Таким образом, обряды праздников года, привязанных так или иначе к дням зимнего и летнего солнцестояния, весеннего и осеннего равноденствия, наряду с солярной символикой пронизаны единой идеей первообраза умирающего изначального Космогонического Божества, возникновения Мироздания из частей Его тела или из Его пепла и воскресения этого Божества в трёх ипостасях: Древа Жизни (Реки Жизни), в образе Солнца и непосредственно в собственном живом теле (антропоморфном или, ранее, зооморфном, так как в древности Космогоническое Божество – Первопредок представлялось в виде животного – тотема).
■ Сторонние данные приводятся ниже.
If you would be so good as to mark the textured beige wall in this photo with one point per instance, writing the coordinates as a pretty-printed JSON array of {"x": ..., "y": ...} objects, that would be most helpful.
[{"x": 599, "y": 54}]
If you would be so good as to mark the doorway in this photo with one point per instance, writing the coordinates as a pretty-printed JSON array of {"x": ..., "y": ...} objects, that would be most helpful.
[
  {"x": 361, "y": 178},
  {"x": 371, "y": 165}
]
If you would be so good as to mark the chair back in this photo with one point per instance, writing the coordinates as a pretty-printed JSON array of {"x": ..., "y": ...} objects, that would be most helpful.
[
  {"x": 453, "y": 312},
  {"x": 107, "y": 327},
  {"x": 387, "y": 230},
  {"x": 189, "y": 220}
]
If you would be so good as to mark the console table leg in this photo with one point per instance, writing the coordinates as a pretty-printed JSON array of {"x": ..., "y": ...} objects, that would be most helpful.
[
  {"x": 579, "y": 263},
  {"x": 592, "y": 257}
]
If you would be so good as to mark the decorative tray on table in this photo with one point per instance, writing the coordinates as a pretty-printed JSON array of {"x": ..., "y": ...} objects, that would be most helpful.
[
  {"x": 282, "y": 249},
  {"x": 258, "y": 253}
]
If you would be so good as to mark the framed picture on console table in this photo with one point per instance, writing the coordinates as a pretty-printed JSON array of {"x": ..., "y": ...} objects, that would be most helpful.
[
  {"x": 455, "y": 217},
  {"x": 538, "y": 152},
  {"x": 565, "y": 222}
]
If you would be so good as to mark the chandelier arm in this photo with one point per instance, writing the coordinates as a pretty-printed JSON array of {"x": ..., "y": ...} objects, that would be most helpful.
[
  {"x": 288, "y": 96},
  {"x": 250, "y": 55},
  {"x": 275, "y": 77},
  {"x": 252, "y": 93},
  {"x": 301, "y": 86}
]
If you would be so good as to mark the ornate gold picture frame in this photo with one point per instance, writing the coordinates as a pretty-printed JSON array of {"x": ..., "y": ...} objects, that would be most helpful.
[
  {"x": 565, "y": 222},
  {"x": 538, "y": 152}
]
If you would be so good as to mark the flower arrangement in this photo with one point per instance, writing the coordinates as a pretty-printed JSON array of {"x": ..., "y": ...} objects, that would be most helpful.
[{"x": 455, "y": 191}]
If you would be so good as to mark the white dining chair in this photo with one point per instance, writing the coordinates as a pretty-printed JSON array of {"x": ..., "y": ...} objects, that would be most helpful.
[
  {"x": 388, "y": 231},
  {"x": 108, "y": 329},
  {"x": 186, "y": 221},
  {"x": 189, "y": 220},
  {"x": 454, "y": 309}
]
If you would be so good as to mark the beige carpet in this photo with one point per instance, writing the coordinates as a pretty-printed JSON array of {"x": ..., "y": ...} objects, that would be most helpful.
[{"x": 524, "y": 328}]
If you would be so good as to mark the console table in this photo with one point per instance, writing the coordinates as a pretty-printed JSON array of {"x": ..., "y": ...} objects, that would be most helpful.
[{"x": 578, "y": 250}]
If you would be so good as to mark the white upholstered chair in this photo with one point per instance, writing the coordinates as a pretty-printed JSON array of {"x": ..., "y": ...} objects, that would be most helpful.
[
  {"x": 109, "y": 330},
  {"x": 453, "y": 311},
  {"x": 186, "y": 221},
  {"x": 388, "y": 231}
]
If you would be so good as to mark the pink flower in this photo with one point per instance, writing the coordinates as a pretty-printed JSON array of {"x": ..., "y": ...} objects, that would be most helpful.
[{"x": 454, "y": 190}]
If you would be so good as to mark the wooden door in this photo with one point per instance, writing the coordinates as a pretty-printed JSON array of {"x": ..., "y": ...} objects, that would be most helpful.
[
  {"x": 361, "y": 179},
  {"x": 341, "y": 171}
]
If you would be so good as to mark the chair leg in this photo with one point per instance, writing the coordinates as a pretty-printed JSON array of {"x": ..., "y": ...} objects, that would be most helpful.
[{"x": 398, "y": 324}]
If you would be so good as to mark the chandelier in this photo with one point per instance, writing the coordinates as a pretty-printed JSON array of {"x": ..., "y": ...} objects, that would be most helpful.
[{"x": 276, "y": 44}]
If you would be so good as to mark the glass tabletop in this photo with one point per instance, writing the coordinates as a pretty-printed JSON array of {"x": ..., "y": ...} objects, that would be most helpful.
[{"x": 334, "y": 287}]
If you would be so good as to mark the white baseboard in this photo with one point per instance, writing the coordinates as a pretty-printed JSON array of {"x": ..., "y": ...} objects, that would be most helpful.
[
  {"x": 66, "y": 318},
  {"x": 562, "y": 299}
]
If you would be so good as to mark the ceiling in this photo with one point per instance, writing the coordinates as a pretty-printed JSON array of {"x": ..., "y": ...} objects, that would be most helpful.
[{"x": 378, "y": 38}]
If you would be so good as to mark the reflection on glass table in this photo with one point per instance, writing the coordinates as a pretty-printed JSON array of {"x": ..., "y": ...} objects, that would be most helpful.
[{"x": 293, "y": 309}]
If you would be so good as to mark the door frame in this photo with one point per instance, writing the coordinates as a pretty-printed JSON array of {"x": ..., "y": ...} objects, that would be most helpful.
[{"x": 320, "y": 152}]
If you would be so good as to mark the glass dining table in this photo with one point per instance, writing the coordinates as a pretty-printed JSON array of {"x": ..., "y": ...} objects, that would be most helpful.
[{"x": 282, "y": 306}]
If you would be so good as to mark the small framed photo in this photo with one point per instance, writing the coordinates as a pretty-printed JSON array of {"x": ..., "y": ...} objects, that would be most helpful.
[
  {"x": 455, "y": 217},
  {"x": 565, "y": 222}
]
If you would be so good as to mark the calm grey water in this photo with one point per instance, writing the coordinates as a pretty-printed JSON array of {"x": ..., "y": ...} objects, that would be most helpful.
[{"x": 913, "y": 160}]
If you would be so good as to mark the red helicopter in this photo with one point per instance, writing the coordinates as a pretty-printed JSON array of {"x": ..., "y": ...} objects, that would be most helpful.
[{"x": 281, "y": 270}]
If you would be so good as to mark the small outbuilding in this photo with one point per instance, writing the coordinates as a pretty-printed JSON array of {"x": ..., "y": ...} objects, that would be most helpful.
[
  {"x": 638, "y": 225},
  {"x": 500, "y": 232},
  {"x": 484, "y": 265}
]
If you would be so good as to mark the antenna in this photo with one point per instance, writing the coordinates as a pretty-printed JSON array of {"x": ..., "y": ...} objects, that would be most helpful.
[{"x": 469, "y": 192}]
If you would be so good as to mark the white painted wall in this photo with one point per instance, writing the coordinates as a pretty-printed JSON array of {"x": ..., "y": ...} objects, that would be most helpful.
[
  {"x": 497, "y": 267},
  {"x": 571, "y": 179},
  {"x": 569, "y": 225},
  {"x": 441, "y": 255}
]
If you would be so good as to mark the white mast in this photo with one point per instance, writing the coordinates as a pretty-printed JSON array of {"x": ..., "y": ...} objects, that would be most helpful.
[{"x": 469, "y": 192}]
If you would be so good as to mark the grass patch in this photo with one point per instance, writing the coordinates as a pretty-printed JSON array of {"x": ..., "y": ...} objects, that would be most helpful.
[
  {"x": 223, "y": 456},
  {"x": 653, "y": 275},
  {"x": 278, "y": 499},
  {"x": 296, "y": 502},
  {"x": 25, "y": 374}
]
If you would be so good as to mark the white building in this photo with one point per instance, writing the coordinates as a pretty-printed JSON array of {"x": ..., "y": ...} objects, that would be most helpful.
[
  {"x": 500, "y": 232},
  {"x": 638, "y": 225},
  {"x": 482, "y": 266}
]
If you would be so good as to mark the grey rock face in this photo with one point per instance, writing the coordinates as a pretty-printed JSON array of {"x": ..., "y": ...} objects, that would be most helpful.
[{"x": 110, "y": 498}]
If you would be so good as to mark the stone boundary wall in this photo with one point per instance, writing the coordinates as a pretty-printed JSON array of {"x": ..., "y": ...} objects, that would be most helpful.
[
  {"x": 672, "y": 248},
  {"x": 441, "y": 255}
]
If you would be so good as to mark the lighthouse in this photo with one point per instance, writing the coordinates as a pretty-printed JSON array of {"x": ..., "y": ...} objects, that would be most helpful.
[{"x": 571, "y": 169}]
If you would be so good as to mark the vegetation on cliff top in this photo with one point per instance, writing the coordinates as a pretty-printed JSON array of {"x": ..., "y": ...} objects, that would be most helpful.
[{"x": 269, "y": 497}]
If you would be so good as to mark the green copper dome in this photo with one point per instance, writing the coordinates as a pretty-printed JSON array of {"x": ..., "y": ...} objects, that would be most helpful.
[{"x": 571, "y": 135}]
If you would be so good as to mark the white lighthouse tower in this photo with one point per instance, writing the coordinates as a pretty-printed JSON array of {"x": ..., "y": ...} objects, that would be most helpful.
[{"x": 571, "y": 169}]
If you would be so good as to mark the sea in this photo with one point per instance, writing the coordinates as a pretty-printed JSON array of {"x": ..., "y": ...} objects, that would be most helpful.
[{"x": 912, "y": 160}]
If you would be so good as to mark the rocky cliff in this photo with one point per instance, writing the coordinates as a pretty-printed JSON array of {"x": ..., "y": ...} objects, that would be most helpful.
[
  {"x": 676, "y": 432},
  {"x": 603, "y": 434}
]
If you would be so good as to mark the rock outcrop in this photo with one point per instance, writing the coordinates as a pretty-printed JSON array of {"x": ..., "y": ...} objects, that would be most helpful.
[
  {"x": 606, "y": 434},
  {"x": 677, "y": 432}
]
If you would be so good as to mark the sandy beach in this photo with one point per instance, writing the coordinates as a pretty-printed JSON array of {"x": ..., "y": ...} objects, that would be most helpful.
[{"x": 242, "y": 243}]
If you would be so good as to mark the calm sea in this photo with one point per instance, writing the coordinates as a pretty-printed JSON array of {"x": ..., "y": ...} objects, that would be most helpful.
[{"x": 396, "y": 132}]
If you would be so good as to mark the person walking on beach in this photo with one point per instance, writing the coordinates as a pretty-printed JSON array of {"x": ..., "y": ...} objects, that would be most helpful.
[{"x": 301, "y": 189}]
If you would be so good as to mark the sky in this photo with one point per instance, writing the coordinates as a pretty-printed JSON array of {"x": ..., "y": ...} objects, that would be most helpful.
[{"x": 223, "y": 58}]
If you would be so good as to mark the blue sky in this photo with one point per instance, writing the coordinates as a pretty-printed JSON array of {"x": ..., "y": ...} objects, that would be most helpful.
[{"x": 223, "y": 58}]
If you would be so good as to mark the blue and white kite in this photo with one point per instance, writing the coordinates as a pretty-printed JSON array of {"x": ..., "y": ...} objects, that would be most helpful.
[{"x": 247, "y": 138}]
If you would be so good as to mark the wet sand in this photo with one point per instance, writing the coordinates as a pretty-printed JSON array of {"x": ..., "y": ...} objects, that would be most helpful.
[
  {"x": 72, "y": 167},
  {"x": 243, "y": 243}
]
Аграрные праздники органично дополняют эти основные солярные даты календаря, так как Божество умирающей и воскресающей Природы являет всё тот же первообраз Пуруши, но уже на следующем витке спирали развития Мироздания (как видим, ошибочной является та точка зрения, что у древних будто бы не было представления о развитии Мироздания, но только лишь о цикличности).
Символика, отражающая архетип Пуруши–Мироздания, пронизывает собой одновременно действие обряда, миф, костюм, устройство храма[71].
Что же возникает прежде: миф или обряд? Существуют разные точки зрения, приведённые нами в статье “Обряд и обычай”.
Поскольку в онтогенезе (развитие личности) действие появляется прежде речи, то с позиции теории рекапитуляции (повторение в процессе индивидуального развития личности всех основных этапов развития вида (филогенеза)) обряд как подражательное действие должен возникнуть раньше, чем миф, являющийся осмыслением обряда. Вопросом остаётся только то, каким образом древние люди могли подражать в обряде действиям Божества, если в момент возникновения Мира людей ещё не было. Ответ на этот вопрос, видимо, следует искать в зоопсихологии, а именно в том, что заключено в полных смысла действиях животных, которые они далеко не всегда осознают. Какой архетип поведения они при этом являют, существующий изначально (apriori) в их генетике и подсознании?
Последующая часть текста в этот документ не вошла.